For Some Rural Teens, Psychiatric Help Is Now Just a TV Screen Away
Many U.S. states are facing a severe shortage of psychiatrists, according to the American Academy of Child and Adolescent Psychiatry (AACAP). Psychiatrists and mental health advocates say America today needs more than 30,000 child and adolescent psychiatrists, and has only 8,300—and the need appears to keep rising.
Advocates have long scrambled for solutions to the problem: increase funding for clinics; expand loan-forgiveness programs so medical students might be encouraged to go into child psychiatry; increase the number of psychiatric beds in hospitals; and expand telehealth.
As technology has become cheaper and more reliable, telepsychiatry has emerged as a practical approach to reaching more young people. But it’s not without its detractors. Some advocates disagree on whether [telepsychiatry] appointments are as effective as those carried out in-person. Others see telehealth as just one promising piece of what must be a larger, more comprehensive solution.
Children today are used to interacting with technology, says Dr. Michael Sorter, director of Child and Adolescent Psychiatry at Cincinnati Children’s, and computers and smartphones are where they maintain relationships with friends. Because of that, it might not be so unusual for them to see a doctor the same way. Another evolving model for teletherapy is where psychiatrists don’t directly treat patients, but rather provide support for pediatricians and others caring for children who do not have expertise in mental illnesses.
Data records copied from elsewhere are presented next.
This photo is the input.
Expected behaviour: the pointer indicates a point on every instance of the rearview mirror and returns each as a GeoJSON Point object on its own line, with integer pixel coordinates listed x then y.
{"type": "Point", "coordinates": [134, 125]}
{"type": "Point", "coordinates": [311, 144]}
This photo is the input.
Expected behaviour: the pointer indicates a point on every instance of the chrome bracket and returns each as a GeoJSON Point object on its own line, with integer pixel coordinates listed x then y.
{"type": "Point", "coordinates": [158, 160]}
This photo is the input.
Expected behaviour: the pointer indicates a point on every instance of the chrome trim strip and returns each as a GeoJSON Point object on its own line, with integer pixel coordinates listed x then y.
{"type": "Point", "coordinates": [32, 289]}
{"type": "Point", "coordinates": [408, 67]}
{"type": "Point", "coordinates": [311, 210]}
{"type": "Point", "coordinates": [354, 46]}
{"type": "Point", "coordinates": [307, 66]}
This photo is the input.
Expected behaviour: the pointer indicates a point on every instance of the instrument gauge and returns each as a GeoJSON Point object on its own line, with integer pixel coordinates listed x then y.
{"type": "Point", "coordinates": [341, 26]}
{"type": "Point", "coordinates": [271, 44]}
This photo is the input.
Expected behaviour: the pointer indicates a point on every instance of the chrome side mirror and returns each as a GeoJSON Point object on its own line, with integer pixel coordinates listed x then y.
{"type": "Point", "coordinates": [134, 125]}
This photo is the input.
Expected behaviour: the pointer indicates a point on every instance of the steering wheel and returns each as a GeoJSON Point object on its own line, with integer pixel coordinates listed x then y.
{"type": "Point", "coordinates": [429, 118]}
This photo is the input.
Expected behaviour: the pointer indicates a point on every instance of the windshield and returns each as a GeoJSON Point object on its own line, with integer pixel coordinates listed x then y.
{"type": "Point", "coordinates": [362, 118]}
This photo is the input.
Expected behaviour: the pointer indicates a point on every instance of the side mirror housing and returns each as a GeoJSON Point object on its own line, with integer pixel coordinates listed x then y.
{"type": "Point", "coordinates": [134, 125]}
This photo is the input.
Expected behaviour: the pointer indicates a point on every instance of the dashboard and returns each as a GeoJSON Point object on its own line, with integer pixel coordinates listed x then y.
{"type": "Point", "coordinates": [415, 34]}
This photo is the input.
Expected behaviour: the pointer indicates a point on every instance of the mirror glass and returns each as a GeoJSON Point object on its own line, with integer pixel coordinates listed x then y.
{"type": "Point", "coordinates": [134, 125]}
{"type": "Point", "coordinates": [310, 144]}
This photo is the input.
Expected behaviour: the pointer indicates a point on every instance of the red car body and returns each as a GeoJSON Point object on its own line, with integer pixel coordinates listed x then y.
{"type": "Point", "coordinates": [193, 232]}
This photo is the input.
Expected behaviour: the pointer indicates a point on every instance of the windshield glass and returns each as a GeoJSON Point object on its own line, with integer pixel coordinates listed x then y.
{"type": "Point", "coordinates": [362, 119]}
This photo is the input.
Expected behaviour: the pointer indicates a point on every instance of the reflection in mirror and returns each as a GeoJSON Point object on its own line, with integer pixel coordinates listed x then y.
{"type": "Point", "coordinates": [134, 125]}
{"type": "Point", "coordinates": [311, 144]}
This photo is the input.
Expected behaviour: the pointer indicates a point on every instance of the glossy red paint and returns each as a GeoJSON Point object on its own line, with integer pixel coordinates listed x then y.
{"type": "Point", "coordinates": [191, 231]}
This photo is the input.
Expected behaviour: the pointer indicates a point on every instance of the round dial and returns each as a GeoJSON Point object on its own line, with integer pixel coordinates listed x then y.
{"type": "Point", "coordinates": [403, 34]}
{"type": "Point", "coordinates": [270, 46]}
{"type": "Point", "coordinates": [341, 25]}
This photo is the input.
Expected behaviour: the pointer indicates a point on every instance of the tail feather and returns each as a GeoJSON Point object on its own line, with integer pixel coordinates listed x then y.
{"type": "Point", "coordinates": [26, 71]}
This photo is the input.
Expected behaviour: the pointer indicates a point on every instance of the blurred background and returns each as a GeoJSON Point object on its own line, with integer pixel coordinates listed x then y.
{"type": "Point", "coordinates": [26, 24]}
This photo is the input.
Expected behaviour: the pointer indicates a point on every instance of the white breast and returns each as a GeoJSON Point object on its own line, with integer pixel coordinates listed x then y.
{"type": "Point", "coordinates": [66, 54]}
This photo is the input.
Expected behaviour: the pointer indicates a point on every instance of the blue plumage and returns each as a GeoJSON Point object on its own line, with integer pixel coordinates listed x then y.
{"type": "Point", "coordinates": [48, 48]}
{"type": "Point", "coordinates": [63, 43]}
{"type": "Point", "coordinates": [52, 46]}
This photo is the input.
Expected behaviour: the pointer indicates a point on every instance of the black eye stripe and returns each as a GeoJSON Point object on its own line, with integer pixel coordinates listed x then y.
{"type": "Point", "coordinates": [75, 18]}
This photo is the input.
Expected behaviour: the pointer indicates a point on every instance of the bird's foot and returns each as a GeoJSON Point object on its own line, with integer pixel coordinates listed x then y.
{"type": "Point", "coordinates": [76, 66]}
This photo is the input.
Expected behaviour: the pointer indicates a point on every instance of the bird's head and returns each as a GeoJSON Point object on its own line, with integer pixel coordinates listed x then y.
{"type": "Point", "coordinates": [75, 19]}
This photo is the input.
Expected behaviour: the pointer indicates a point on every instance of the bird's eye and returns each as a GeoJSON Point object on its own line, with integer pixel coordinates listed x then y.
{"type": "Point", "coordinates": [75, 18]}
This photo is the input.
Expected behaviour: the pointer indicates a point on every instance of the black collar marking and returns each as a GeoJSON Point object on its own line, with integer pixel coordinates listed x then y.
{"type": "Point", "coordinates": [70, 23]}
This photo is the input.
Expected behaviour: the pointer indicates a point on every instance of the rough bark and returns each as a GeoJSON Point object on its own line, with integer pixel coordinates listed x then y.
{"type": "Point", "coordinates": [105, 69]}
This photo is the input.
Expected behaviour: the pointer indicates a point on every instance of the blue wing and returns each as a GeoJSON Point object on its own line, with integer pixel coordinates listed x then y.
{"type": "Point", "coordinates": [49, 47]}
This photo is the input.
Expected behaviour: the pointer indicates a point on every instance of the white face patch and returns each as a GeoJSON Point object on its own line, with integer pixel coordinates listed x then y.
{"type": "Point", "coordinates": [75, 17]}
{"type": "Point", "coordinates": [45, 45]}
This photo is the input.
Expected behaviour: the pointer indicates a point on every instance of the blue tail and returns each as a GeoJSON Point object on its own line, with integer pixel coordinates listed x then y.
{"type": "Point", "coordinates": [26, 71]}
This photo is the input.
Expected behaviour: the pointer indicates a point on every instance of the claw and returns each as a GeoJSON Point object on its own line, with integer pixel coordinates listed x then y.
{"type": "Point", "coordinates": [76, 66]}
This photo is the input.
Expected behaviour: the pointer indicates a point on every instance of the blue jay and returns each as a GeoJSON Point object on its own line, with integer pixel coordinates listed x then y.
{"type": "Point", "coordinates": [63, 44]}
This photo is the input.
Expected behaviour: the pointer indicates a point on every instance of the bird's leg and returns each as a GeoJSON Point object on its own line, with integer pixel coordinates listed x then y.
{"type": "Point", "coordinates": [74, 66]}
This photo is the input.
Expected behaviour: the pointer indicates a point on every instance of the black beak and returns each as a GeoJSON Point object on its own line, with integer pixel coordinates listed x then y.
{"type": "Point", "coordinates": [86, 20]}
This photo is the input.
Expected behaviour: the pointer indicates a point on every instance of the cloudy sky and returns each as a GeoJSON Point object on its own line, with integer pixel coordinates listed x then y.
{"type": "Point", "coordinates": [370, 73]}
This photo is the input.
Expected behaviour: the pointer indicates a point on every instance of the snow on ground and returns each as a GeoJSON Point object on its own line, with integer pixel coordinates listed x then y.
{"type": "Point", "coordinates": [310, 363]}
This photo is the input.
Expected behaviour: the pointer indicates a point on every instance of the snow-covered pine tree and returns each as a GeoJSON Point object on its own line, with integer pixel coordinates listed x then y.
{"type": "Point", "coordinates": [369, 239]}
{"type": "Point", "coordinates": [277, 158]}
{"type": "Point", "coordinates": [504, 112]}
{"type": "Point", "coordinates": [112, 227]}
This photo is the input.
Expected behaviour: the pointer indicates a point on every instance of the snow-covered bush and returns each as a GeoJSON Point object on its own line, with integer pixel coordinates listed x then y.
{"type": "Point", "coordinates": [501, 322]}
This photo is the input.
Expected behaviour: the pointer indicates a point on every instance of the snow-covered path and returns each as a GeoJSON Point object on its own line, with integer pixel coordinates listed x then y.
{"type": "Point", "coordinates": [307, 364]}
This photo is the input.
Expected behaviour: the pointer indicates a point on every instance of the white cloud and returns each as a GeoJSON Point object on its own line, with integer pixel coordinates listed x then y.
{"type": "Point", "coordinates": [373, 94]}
Despite any potential downsides of teleappointments, the American Psychiatric Association, the American Psychological Association and the American Academy of Pediatrics all acknowledge its prominence and offer resources for patients and providers on how to practice it, while the HRSA’s Office for the Advancement of Telehealth provides federal grant money for programs that support telehealth in rural areas.